Availability (Very High): Users expect a seamless real-time communication experience, where messages are sent and received instantly with minimal delay. A non-available chat system would significantly degrade the user experience.
Consistency (Negligible): Strict consistency is not crucial for a live chat application. Users generally tolerate slight delays in message synchronization or messages appearing out of order due to eventual consistency.

Our well-designed live chat architecture prioritizes availability (A) and partition tolerance (P) while relaxing strict consistency in favor of these two properties. This AP approach ensures stable real-time communication, even in the presence of network issues.

Beyond availability and partition tolerance, additional non-functional requirements are defined for the system:

Latency: Chat messages should be displayed within 150 milliseconds to ensure a smooth real-time communication experience.
Scalability: The system must support scaling to handle traffic spikes and a high number of concurrent users, without compromising real-time performance.

Realizing Real-Time Communication in the Backend on AWS

As part of our project, we aimed to find a solution that was fully integrated within the AWS ecosystem while ensuring scalability and cost efficiency as the number of users increased. To achieve real-time communication in our chat application, we explored two possible backend architectures, each with its own advantages and disadvantages. Regardless of the chosen approach, using the WebSocket protocol was essential to enable real-time message exchange between users.

Option 1: WebSocket API Gateway + Lambda

The serverless approach of this solution initially offers the advantage that no dedicated server management is required and that AWS takes care of automatic scaling. This significantly simplified the management of the infrastructure. However, we also encountered some critical challenges: the performance limits of API Gateway and Lambda, especially under high loads, for example, there is a hard limit of approximately 3.6 million concurrent connections, as well as restrictions regarding the number of new connections and the invocation frequency of Lambda functions (1,000 concurrent executions per region and a maximum of 10 requests per second per execution environment).
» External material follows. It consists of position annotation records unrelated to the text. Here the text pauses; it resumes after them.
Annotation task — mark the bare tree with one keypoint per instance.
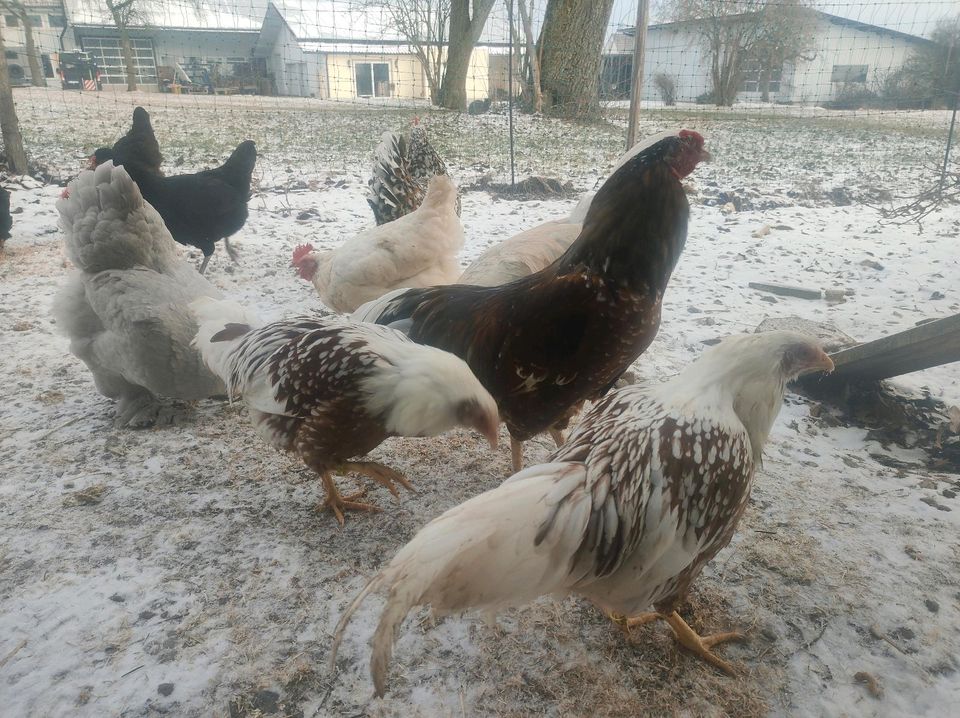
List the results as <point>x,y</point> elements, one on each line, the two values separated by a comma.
<point>128,13</point>
<point>424,24</point>
<point>19,11</point>
<point>570,47</point>
<point>737,31</point>
<point>465,29</point>
<point>9,124</point>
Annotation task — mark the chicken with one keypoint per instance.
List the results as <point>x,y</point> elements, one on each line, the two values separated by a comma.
<point>525,253</point>
<point>401,172</point>
<point>543,344</point>
<point>138,145</point>
<point>6,220</point>
<point>126,309</point>
<point>199,209</point>
<point>418,250</point>
<point>649,487</point>
<point>330,390</point>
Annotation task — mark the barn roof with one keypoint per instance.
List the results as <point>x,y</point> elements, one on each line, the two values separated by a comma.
<point>833,19</point>
<point>211,15</point>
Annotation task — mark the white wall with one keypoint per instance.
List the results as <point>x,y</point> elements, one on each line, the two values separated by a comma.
<point>678,52</point>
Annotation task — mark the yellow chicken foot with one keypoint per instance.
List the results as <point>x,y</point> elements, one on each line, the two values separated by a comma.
<point>686,636</point>
<point>381,474</point>
<point>338,504</point>
<point>516,454</point>
<point>625,624</point>
<point>701,645</point>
These limitations demonstrated that this solution is not optimal for high-frequency communication and a growing number of users. Additionally, the use of Lambda functions results in increased latency, and costs can quickly escalate with very high user numbers, as both API Gateway and Lambda are billed based on the number of connections and invocation frequency.

Option 2: Containerized Socket.IO Application

The alternative of running a containerized Socket.IO application proved to be much more promising in practice. Initially, we assumed that we would need to use Elastic Kubernetes Service (EKS) or even EC2 servers, which would have been associated with significantly more complexity and administrative overhead compared to Lambda. However, we then discovered Elastic Container Service (ECS) with AWS Fargate. This serverless orchestration service seemed to be a very promising option. Direct WebSocket communication allows for significantly lower latency, and the solution can be implemented and scaled flexibly. In addition, this model proves to be more cost-efficient under consistently high connection loads. Of course, this option entails increased infrastructure effort, as scaling and monitoring must be organized independently. The necessary Redis integration for synchronization across multiple instances also leads to a more complex setup. With lower loads, this model might not have offered the same economic advantage as the approach in Option 1.
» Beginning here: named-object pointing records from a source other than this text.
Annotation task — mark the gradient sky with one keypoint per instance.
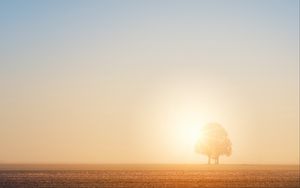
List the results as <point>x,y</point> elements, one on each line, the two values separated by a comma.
<point>132,81</point>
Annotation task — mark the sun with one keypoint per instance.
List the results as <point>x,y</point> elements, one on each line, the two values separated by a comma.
<point>189,132</point>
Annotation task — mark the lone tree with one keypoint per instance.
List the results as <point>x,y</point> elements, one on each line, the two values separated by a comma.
<point>213,142</point>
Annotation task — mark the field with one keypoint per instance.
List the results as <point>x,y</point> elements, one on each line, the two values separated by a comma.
<point>161,176</point>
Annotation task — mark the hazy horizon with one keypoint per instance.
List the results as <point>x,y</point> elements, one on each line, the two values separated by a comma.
<point>134,81</point>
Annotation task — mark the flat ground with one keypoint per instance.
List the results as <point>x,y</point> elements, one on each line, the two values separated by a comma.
<point>173,176</point>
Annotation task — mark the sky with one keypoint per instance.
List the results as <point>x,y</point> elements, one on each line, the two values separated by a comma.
<point>133,81</point>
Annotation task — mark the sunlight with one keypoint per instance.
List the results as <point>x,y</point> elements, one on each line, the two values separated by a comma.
<point>189,131</point>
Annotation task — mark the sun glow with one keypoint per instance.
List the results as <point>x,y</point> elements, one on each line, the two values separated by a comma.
<point>188,131</point>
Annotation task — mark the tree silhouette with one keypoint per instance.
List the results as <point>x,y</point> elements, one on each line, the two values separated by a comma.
<point>213,142</point>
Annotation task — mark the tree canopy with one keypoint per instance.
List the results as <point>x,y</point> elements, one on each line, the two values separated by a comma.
<point>213,142</point>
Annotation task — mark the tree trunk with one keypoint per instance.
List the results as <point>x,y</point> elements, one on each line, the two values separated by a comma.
<point>217,160</point>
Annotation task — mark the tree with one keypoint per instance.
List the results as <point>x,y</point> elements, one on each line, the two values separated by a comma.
<point>213,142</point>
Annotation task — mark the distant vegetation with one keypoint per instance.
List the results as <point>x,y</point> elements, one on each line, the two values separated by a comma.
<point>213,142</point>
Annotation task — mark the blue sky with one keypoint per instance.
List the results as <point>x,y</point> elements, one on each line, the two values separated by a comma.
<point>66,67</point>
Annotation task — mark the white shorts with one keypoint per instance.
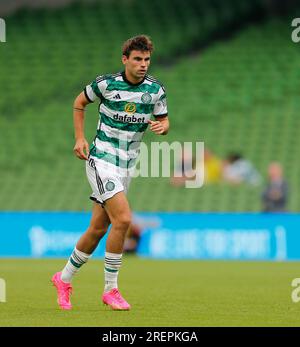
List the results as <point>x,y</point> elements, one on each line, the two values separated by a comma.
<point>105,180</point>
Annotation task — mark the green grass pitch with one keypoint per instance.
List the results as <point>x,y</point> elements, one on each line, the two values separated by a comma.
<point>162,293</point>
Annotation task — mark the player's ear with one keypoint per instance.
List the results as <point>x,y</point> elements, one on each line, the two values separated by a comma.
<point>124,59</point>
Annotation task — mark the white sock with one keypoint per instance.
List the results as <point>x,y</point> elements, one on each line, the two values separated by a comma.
<point>76,260</point>
<point>112,264</point>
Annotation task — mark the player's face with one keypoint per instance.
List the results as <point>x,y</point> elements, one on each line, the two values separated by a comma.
<point>137,64</point>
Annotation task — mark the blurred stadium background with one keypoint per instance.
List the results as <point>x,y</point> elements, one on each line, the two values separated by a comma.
<point>232,74</point>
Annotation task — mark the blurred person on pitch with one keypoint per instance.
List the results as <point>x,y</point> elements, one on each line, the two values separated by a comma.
<point>212,167</point>
<point>183,169</point>
<point>127,100</point>
<point>237,170</point>
<point>275,195</point>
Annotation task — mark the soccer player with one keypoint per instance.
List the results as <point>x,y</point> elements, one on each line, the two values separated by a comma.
<point>127,100</point>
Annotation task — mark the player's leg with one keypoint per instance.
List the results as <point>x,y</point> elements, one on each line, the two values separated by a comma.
<point>119,213</point>
<point>82,252</point>
<point>87,243</point>
<point>96,230</point>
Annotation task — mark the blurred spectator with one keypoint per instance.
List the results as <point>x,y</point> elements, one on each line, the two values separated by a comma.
<point>237,170</point>
<point>184,169</point>
<point>275,195</point>
<point>212,167</point>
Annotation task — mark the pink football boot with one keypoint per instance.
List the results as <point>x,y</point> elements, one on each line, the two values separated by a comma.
<point>114,299</point>
<point>63,292</point>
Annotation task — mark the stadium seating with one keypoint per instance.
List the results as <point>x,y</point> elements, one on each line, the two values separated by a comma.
<point>239,94</point>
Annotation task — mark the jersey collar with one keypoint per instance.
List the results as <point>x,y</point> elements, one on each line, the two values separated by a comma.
<point>128,82</point>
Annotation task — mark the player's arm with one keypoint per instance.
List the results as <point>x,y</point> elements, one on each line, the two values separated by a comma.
<point>160,126</point>
<point>81,148</point>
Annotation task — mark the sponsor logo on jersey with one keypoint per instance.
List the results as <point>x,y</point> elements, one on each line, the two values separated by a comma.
<point>146,98</point>
<point>117,96</point>
<point>129,119</point>
<point>109,186</point>
<point>130,107</point>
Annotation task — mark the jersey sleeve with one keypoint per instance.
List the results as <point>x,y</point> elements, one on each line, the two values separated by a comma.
<point>96,89</point>
<point>160,107</point>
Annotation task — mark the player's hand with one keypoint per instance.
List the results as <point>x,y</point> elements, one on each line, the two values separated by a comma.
<point>81,147</point>
<point>157,127</point>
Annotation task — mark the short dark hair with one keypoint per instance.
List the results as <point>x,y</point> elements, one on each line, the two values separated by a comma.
<point>141,43</point>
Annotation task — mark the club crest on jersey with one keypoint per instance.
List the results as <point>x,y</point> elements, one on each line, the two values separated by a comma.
<point>109,186</point>
<point>146,98</point>
<point>130,107</point>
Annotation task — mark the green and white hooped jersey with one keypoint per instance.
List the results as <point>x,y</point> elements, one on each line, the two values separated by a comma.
<point>124,111</point>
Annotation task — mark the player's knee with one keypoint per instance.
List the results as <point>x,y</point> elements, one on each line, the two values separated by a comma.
<point>123,221</point>
<point>98,228</point>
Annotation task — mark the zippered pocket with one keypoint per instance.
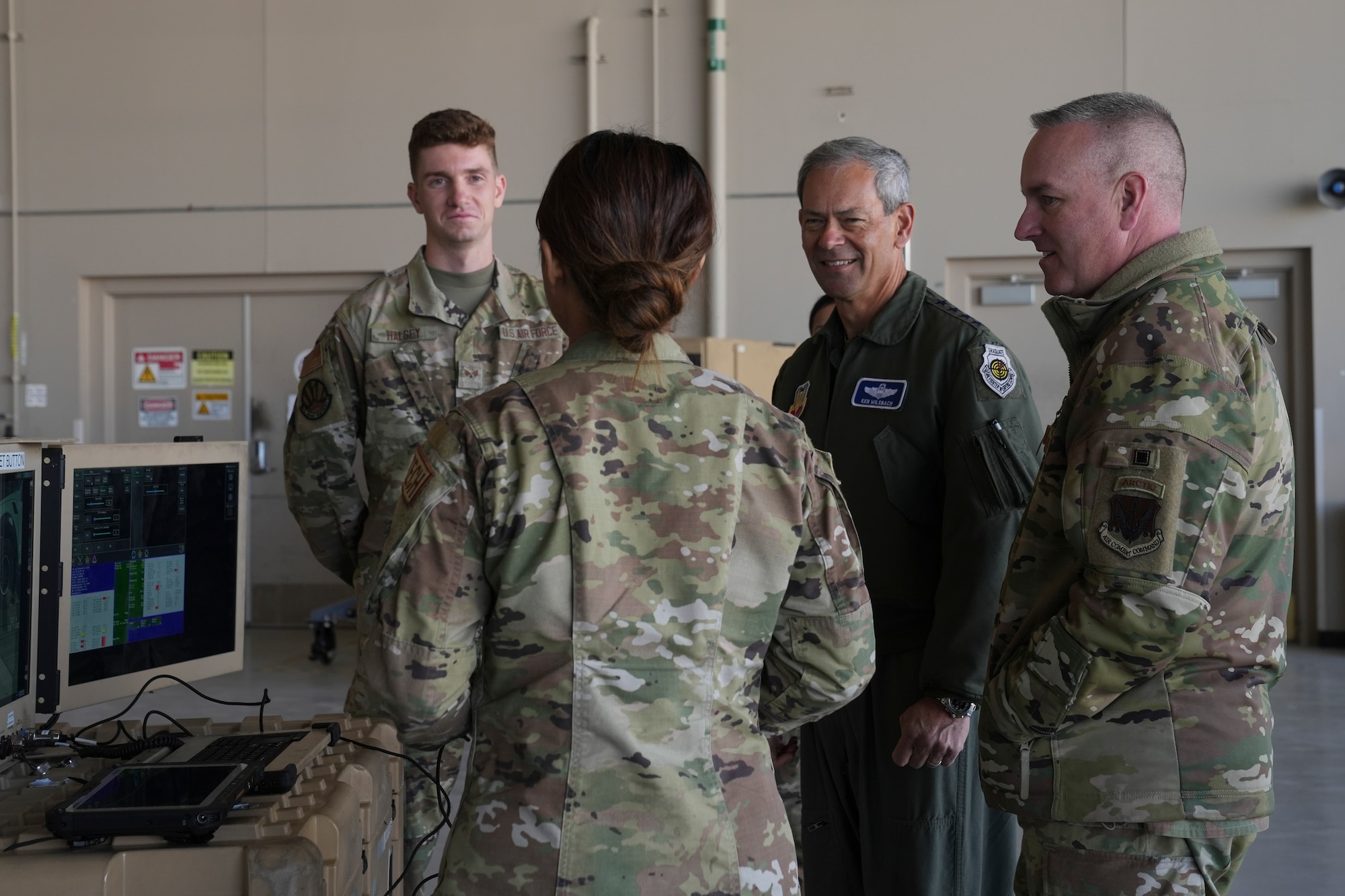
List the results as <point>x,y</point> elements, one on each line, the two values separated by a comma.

In summary, Option 2 provided us with the flexibility and scalability we needed to meet the demands of a growing user base, while simultaneously optimizing latency and long-term operating costs. For these reasons, we decided to go with the containerized Socket.IO application using ECS and Fargate.

Tech Stack

The following section describes all relevant technologies, frameworks, and tools used in the development of our application. They are categorized into Frontend, Backend, Infrastructure, and Testing. The used AWS services and their relationships are outlined in the Architecture chapter.

Frontend:
- React in combination with Tailwind CSS as libraries for building web UIs.
- Socket.io Client API for real-time communication between client and server.
Backend:
- Node.js with Express.js as a server-side web framework.
- Socket.IO as a library for bidirectional real-time communication between web clients and the server.
Infrastructure: Terraform as an Infrastructure-as-Code (IaC) tool.
Testing: Artillery as Load-Testing-Framework.
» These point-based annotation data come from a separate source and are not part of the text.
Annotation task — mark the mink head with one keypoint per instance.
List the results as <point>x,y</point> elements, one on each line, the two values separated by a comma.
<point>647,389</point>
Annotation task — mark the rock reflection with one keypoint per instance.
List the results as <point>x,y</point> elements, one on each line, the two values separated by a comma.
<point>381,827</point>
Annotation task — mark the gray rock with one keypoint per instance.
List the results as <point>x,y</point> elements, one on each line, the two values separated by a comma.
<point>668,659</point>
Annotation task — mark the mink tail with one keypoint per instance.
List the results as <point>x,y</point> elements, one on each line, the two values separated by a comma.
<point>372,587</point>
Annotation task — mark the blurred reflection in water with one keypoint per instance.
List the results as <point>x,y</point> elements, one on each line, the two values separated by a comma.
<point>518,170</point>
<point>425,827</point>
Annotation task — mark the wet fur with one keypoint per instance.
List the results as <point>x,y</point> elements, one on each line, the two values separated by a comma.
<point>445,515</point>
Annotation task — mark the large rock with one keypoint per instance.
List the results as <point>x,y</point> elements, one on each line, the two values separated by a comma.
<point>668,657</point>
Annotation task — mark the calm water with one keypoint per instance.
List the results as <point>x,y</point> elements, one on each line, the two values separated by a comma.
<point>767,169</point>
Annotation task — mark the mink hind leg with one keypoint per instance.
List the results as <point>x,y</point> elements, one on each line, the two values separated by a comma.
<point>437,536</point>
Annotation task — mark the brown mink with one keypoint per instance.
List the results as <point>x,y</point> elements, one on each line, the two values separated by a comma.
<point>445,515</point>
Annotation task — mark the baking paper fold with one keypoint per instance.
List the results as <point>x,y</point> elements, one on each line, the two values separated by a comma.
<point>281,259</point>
Laying the Foundation: Our Initial Architecture

We initially developed an architecture that ran without scaling and on a single instance, all components are shown in the following diagram. We were aware that running on multiple instances and implementing scaling would require an additional mechanism for message synchronization. Therefore, we chose a simplified setup for this first phase.

Initial Architecture

The entire infrastructure spans one region – in our case, eu-central-1. At its center is a Virtual Private Cloud (VPC), which serves as an isolated network and forms the foundational framework for all other components. IAM is used to control access to AWS resources such as DynamoDB, CloudWatch, ECR, and S3. It ensures that only authorized services and roles have the necessary permissions.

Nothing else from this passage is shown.